In a stirring chronicle, Doreen Rappaport brings to light the courage of countless Jews who organized to sabotage the Nazis and help other Jews during the Holocaust.

Under the noses of the military, Georges Loinger smuggles thousands of children out of occupied France into Switzerland. In Belgium, three resisters ambush a train, allowing scores of Jews to flee from the cattle cars. In Poland, four brothers lead more than 1,200 ghetto refugees into the forest to build a guerilla force and self-sufficient village. And twelve-year-old Motele Shlayan entertains German officers with his violin moments before setting off a bomb. Through twenty-one meticulously researched accounts — some chronicled in book form for the first time — Doreen Rappaport illuminates the defiance of tens of thousands of Jews across eleven Nazi-occupied countries during World War II. In answer to the genocidal madness that was Hitler’s Holocaust, the only response they could abide was resistance, and their greatest weapons were courage, ingenuity, the will to survive, and the resolve to save others or to die trying.

Now

Felix is a grandfather.  He has accomplished much in his life and is widely admired in the community. He has mostly buried the painful memories of his childhood, but the resurface when his granddaughter, Zelda, comes to stay with him. Together, armed only with their gusto and love, they face a cataclysmic event, one that can help them achieve salvation from the past, but also brings the possibility of destruction.

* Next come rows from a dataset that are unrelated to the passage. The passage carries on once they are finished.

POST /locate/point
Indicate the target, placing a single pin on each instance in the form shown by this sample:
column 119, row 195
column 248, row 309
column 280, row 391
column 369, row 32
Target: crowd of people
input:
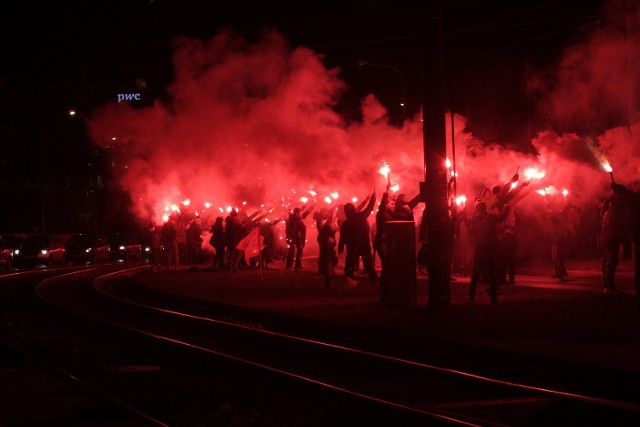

Set in the present day, this is the final book in the final book in the series that began with Once and continued with Then.  It is…Now.

Children of the Holocaust

At the start of World War II, there were about 1.6 million Jewish children living in Europe. Fewer than one in 10 of those children survived German leader Adolf Hitlers reign of terror. More than 100,000 Jewish children did survive, however through a combination of strength, cleverness, the help of others, and, more often than not, simple good luck. Children of the Holocaust tells the stories of these young people.

Defiance

When Nazis invade, what can kids do to fight them? World War II has taken its toll on the French countryside. German soldiers patrol the towns, searching for any challenge to their rule. The Tessier siblings, Paul, Marie, and Sophie, keep their noses clean and their faces blank as the French military police tighten their grip on their small country town. But all three are secretly doing their part for the Resistance: the men and women working hard to undermine the Germans and win back France’s freedom . . . even if it ends up costing them their lives.

Michael at the Invasion of France 1943

When the Nazis invade Paris, Michael, a thirteen-year- old French-American, wants to be a part of the Resistance. Starting small, vandalizing Nazi propaganda and refusing to hail Hitler, Michael works his way into the full-blown Resistance, escorting American aviators to safe zones and delivering important spy documents. But when an injured pilot needs help to escape France, will Michael be brave enough to complete the mission? With historical notes, time lines, and maps to augment the page-turning action, it’s easy to see why School Library Journal says Boys of Wartime “will appeal to history buffs and reluctant readers alike.”